The term in brackets is the temporal difference error — the difference between the estimated value and the new estimate based on the observed reward and the next state’s value. With enough experience, \(Q\) converges to the optimal Q-function, and the optimal policy is simply to always take the action with the highest Q-value.

Code
import numpy as np
import matplotlib.pyplot as plt
import matplotlib.patches as mpatches

# 5x5 grid world
# States: (row, col) flattened to index
# Actions: 0=up, 1=down, 2=left, 3=right
GRID = 5
GOAL = (4, 4)
OBSTACLE = (2, 2)
START = (0, 0)

def state_idx(r, c): return r * GRID + c

def step(state, action):
    r, c = divmod(state, GRID)
    dr, dc = [(-1,0),(1,0),(0,-1),(0,1)][action]
    nr, nc = max(0, min(GRID-1, r+dr)), max(0, min(GRID-1, c+dc))
    if (nr, nc) == OBSTACLE:
        nr, nc = r, c  # blocked
    next_state = state_idx(nr, nc)
    reward = 10.0 if (nr, nc) == GOAL else -0.1
    done = (nr, nc) == GOAL
    return next_state, reward, done

rng = np.random.default_rng(0)
Q = np.zeros((GRID*GRID, 4))
alpha, gamma, episodes = 0.1, 0.95, 3000
epsilon = 0.3

for ep in range(episodes):
    s = state_idx(*START)
    for _ in range(200):
        if rng.random() < epsilon:
            a = rng.integers(4)
        else:
            a = int(np.argmax(Q[s]))
        ns, r, done = step(s, a)
        Q[s, a] += alpha * (r + gamma * np.max(Q[ns]) - Q[s, a])
        s = ns
        if done:
            break
    epsilon = max(0.05, epsilon * 0.999)

# Extract greedy policy
policy_arrows = {0: '↑', 1: '↓', 2: '←', 3: '→'}
grid_policy = np.argmax(Q, axis=1).reshape(GRID, GRID)

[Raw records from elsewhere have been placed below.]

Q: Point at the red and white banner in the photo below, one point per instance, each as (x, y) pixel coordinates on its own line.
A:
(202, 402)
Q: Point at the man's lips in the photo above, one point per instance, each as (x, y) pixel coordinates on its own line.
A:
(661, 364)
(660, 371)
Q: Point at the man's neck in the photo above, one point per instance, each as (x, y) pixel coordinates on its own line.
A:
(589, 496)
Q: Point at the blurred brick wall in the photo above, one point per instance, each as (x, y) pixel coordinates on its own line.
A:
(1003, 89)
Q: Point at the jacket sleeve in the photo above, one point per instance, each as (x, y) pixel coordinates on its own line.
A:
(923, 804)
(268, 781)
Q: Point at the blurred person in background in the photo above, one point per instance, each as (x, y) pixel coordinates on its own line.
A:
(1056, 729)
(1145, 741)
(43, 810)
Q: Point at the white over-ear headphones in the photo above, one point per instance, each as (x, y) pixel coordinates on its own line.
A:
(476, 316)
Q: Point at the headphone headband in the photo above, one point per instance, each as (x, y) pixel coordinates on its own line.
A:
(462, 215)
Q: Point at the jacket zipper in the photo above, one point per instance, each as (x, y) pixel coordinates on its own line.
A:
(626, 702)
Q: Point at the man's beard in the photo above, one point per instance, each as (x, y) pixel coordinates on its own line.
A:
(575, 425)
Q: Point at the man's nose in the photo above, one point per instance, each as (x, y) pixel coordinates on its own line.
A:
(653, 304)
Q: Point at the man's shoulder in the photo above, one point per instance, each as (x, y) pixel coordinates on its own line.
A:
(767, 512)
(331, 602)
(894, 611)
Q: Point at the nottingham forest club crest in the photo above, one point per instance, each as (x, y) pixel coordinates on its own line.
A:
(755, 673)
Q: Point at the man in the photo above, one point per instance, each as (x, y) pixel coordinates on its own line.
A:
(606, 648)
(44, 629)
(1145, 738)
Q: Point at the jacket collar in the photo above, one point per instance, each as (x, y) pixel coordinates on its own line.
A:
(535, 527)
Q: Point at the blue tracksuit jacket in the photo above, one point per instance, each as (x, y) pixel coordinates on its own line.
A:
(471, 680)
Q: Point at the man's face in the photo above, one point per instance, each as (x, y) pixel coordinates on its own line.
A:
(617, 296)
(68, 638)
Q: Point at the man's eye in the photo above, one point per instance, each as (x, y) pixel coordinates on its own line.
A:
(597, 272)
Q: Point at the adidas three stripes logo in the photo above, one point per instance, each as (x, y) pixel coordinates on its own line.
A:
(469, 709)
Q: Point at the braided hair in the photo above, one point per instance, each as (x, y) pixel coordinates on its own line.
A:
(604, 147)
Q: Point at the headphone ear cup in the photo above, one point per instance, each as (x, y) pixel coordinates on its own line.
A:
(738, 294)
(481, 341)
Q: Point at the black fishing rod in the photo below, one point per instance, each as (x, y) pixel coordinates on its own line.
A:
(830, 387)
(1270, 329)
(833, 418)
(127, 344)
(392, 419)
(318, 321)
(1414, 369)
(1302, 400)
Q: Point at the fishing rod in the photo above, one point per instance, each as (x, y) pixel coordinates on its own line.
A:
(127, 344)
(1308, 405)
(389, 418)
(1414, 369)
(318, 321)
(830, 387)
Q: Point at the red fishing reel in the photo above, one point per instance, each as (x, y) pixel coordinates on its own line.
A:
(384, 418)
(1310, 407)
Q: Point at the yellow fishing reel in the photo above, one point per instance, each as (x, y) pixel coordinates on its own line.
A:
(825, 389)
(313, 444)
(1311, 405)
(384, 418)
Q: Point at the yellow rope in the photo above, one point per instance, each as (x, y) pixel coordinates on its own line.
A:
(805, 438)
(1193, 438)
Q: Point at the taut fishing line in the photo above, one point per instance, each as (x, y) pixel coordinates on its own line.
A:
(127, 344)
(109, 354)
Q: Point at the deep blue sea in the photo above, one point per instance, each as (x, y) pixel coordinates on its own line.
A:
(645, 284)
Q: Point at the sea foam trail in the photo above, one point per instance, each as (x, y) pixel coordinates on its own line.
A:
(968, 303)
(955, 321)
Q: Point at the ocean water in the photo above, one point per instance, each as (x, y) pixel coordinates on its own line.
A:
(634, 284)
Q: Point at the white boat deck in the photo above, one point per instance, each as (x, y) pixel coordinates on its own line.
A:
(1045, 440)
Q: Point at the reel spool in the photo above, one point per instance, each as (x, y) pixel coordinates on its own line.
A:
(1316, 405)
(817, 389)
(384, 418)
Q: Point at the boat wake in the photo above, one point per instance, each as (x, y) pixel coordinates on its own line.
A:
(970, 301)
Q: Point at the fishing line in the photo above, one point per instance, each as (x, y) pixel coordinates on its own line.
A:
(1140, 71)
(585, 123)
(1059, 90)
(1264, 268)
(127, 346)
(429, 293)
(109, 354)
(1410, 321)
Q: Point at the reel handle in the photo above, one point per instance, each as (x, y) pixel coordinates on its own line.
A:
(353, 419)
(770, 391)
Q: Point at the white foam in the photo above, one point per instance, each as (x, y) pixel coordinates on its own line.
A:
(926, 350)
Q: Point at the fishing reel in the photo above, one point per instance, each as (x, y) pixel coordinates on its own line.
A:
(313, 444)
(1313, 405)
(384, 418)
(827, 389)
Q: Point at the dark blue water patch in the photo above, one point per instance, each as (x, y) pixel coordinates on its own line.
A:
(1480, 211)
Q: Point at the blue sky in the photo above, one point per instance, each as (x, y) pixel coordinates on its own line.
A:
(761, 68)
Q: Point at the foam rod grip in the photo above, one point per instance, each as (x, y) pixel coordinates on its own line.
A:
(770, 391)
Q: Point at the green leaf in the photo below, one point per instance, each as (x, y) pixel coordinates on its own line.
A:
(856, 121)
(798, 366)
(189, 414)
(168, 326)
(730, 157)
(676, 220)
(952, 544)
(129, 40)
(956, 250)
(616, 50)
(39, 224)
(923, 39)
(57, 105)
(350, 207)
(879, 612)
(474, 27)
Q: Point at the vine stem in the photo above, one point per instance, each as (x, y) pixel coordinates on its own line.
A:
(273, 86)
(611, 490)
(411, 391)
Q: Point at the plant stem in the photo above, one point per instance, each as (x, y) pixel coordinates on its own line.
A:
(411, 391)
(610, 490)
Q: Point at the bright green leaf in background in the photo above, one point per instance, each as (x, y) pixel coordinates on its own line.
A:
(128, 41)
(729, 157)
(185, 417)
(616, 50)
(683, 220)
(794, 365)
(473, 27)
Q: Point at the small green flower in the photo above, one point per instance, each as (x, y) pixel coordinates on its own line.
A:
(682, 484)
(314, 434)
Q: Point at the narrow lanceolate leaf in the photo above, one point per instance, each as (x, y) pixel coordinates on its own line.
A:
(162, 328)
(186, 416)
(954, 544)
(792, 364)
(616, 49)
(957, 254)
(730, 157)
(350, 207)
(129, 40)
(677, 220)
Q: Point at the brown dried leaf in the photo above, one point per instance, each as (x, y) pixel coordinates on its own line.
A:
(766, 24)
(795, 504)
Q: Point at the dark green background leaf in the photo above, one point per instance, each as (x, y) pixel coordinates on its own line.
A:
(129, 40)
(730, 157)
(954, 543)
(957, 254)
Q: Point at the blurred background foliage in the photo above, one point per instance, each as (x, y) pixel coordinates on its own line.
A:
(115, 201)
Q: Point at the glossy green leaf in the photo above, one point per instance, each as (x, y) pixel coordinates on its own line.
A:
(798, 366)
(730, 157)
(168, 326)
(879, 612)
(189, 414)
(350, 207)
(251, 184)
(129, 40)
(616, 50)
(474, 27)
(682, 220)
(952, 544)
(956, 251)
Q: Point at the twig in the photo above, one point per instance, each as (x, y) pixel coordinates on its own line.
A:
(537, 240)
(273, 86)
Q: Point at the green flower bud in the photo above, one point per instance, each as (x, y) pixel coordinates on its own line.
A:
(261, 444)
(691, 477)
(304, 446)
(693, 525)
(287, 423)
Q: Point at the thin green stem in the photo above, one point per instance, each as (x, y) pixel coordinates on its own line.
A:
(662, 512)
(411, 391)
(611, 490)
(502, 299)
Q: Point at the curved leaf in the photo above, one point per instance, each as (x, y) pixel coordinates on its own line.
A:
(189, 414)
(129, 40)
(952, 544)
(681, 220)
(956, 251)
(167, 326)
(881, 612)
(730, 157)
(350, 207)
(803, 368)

fig, ax = plt.subplots(figsize=(6, 6))
value_grid = np.max(Q, axis=1).reshape(GRID, GRID)
im = ax.imshow(value_grid, cmap='YlGn', vmin=0)
plt.colorbar(im, ax=ax, fraction=0.04, label="Max Q-value")

for r in range(GRID):
    for c in range(GRID):
        if (r, c) == GOAL:
            ax.text(c, r, 'GOAL', ha='center', va='center', fontsize=9, fontweight='bold', color='green')
        elif (r, c) == OBSTACLE:
            ax.add_patch(mpatches.Rectangle((c-0.5, r-0.5), 1, 1, color='gray'))
            ax.text(c, r, 'WALL', ha='center', va='center', fontsize=8, color='white')
        elif (r, c) == START:
            ax.text(c, r, 'S', ha='center', va='center', fontsize=10, fontweight='bold', color='blue')
        else:
            ax.text(c, r, policy_arrows[grid_policy[r, c]],
                    ha='center', va='center', fontsize=16)

ax.set_title("Q-learning: learned policy (arrows) and Q-values (color)")
ax.set_xticks(range(GRID)); ax.set_yticks(range(GRID))
plt.tight_layout()
plt.show()
Figure 14.1: Q-learning on a 5×5 grid world. The agent learns to navigate from start (top-left) to goal (bottom-right) while avoiding the obstacle.

14.4 Summary

  • Reinforcement learning is the framework for learning through interaction: an agent takes actions, receives rewards, and learns a policy that maximizes cumulative reward.
  • A Markov Decision Process formalizes the RL problem with states, actions, transition probabilities, rewards, and a discount factor.
  • Q-learning learns the optimal action-value function from experience without needing a model of the environment.
  • The credit assignment problem — attributing rewards to past actions — is solved through bootstrapped updates using the Bellman equation.

14.5 Further Reading

Sutton and Barto (2018) is the definitive textbook, available free online. Chapters 1–6 cover tabular RL methods including Q-learning. For the connection between RL and neuroscience, Dayan and Niv (2008), Reinforcement learning: The Good, The Bad and The Ugly, is an excellent survey.